超優性(heterozygote advantage)のモデルを考える。対立遺伝子 $A$, $a$ に対して、適応度が $AA$: $1 - s_1$, $Aa$: $1$, $aa$: $1 - s_2$ であるとする。以下の問いに答えよ。
(a) 平均適応度 $\bar{w}$ を $p$, $s_1$, $s_2$ で表せ。

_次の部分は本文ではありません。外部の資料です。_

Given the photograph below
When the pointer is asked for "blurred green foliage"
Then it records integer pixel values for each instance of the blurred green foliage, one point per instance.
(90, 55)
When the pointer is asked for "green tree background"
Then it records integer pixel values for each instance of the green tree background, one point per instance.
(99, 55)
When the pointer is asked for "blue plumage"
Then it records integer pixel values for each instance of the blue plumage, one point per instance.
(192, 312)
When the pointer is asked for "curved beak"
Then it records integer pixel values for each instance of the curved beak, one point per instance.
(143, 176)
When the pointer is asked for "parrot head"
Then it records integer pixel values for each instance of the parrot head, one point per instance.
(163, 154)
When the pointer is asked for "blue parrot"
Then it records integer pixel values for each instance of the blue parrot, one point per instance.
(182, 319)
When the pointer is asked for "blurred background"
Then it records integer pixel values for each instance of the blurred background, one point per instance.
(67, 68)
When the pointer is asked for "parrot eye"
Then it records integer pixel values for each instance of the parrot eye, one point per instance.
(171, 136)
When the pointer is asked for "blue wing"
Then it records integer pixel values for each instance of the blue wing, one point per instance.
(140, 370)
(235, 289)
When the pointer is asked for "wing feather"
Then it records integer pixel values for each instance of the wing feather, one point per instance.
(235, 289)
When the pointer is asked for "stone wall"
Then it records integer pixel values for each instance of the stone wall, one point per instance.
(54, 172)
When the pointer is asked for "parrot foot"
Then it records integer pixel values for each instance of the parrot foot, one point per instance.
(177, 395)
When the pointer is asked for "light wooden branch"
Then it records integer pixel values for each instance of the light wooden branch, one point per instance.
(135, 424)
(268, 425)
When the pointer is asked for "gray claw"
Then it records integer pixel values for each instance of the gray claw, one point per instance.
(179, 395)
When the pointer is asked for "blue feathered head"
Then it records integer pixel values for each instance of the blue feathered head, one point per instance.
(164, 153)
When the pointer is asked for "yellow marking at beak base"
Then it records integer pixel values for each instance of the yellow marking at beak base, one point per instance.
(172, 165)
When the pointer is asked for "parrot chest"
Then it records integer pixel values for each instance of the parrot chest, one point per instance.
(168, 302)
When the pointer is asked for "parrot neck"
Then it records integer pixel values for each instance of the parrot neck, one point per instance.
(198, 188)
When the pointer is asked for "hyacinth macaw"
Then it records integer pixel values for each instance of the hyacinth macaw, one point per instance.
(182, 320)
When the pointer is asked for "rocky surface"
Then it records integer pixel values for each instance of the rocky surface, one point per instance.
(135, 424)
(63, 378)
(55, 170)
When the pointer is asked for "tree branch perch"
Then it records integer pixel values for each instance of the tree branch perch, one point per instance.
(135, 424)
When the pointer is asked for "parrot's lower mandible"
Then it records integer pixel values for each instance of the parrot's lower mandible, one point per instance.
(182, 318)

(b) $\Delta p = 0$ となる内部平衡点($0 < \hat{p} < 1$)を求めよ。(ヒント:$\Delta p = 0$ の条件を、対立遺伝子 $A$ の頻度変化の式から導出する。)
(c) $s_1 = 0.1$, $s_2 = 0.2$ のとき、平衡時の $a$ の頻度 $\hat{q}$ を求め、マラリアと鎌状赤血球の例と関連づけて考察せよ。
(a) ハーディ・ワインベルグ平衡の遺伝子型頻度を仮定すると、
$$\bar{w} = p^2(1-s_1) + 2pq + q^2(1-s_2) = 1 - s_1 p^2 - s_2 q^2$$
(b) 対立遺伝子 $A$ の選択後の頻度は $p' = [p^2(1-s_1) + pq]/\bar{w}$ です。$\Delta p = p' - p = 0$ となる内部平衡の条件は、$p'=p$ すなわち分子 $= p\bar{w}$ を整理すると、
$$p^2(1-s_1) + pq = p(1 - s_1 p^2 - s_2 q^2)$$
$p \neq 0$ で割り、$q = 1-p$ を使って整理すると、
$$s_1 p = s_2 q = s_2(1-p)$$
$$\hat{p} = \frac{s_2}{s_1 + s_2}, \quad \hat{q} = \frac{s_1}{s_1 + s_2}$$
(c) $s_1 = 0.1$, $s_2 = 0.2$ のとき、$\hat{q} = 0.1/(0.1+0.2) = 1/3 \approx 0.33$。鎌状赤血球遺伝子($S$)の頻度がマラリア流行地域で比較的高い値で維持されているのは、$SS$ ホモ接合体(鎌状赤血球症、$s_2$ 大)と $AA$ ホモ接合体(マラリア感受性、$s_1$)の両方が不利であり、$AS$ ヘテロ接合体が最も適応度が高い超優性の状態にあるためです。
超優性(ヘテロ接合体の優位)では、自然選択自体が遺伝的多型を維持します。これを平衡選択(balancing selection)と呼びます。平衡頻度 $\hat{q} = s_1/(s_1+s_2)$ という式は、$s_1$ と $s_2$ の比だけで決まる簡潔な結果です。$s_2$($aa$ の不利さ)が大きいほど $\hat{q}$ は小さくなり、逆に $s_1$($AA$ の不利さ)が大きいほど $\hat{q}$ は大きくなるという直感的に理解できる関係です。